Como bien resume Marcos G. Piñeiro en el blog de Concepto05, las consecuencias derivadas de la publicación de un mensaje negativo en la Red no siempre son sustanciales: dependerá de factores como la intensidad, la dispersión o la influencia. Y a pesar de ello,  las empresas realizamos serios esfuerzos para monitorizar lo que de nosotros «se dice, se comenta o se rumorea» en la red, pues obviar su potencial puede convertirse en una auténtica bomba de relojería en  términos de imagen (incluso para los despachos de abogados, como advertía hace ya un tiempo Josan García). Y es que el riesgo se intensifica porque, lo que se dice en la Red, permanece en la Red. En ocasiones, incluso durante décadas. Y toda vez que la información es indexada por un buscador, las posibilidades de reducir su impacto son limitadas (el mismo Google exige sentencias judicales para eliminar contenidos de sus resultados, pese a los esfuerzos de organismos como la Agencia Española de Protección de Datos).

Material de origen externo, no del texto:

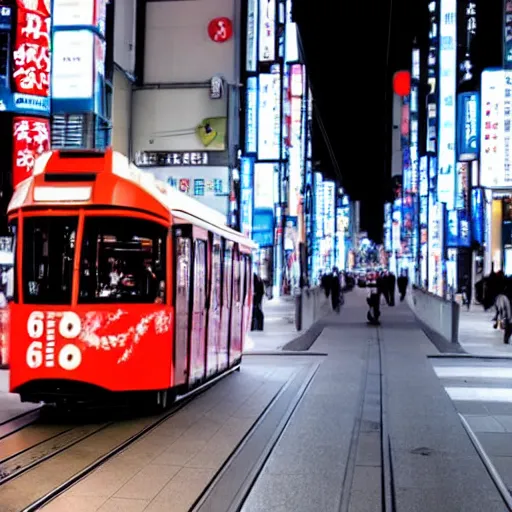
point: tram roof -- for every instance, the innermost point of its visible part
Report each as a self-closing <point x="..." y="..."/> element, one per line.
<point x="109" y="161"/>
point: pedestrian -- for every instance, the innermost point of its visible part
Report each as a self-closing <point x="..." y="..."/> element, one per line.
<point x="391" y="288"/>
<point x="402" y="282"/>
<point x="335" y="290"/>
<point x="258" y="318"/>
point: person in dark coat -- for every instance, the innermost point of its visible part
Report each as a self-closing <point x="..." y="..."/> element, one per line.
<point x="403" y="282"/>
<point x="335" y="290"/>
<point x="391" y="288"/>
<point x="257" y="310"/>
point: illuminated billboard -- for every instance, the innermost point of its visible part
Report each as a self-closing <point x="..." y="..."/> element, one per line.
<point x="435" y="248"/>
<point x="252" y="35"/>
<point x="78" y="58"/>
<point x="251" y="115"/>
<point x="468" y="141"/>
<point x="269" y="115"/>
<point x="24" y="88"/>
<point x="495" y="131"/>
<point x="447" y="102"/>
<point x="31" y="138"/>
<point x="267" y="30"/>
<point x="246" y="196"/>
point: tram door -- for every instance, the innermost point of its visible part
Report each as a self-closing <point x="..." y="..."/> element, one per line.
<point x="235" y="348"/>
<point x="182" y="266"/>
<point x="198" y="314"/>
<point x="227" y="288"/>
<point x="214" y="306"/>
<point x="247" y="278"/>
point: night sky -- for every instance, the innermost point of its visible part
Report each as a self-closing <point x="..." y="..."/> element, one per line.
<point x="345" y="46"/>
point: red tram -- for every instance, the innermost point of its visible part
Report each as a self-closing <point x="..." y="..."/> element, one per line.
<point x="122" y="285"/>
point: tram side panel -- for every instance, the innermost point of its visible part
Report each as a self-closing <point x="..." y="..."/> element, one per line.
<point x="120" y="348"/>
<point x="214" y="302"/>
<point x="198" y="310"/>
<point x="227" y="290"/>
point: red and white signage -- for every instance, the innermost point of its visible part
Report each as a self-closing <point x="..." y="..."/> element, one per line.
<point x="220" y="30"/>
<point x="80" y="12"/>
<point x="31" y="138"/>
<point x="31" y="56"/>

En la mayor parte de los casos, la reacción inmediata del «criticado» resulta la misma: quiero que «eso» que me perjudica desaparezca sea como sea. Una posible solución es tratar de desplazar la crítica o noticia lejos de los primeros puestos en los buscadores, mediante técnicas SEO. Otra, más contundente, es la interposición de acciones legales, pero esta opción debe ser considerada teniendo en cuenta lo que  se ha venido a conocer como Efecto Streisand, que se produce cuando el intento de censura o eliminación de determinado contenido acaba provocando un efecto rebote, que aumenta el impacto, repercusión y perjuicio que precisamente tratábamos de evitar.

Algo que no impide que, en caso de conductas delictivas o desleales (injurias, amenazas, publicidad denigratoria…), se puedan y se deban utilizar los recursos legales al alcance del ciudadano para depurar responsabilidades.

Como casi siempre, la mejor opción suele ser un «mix» de ambas: una política global de marketing y comunicación que cimente nuestra imagen frente a posibles críticas y «ataques», y una respuesta legal (en su caso) contundente, consciente de las implicaciones de este tipo de situaciones, y coordinada. No vaya a ser que una mala gestión de de la comunicación pública de esas acciones legales pueda derivar en que duela más la tirita que que el corte.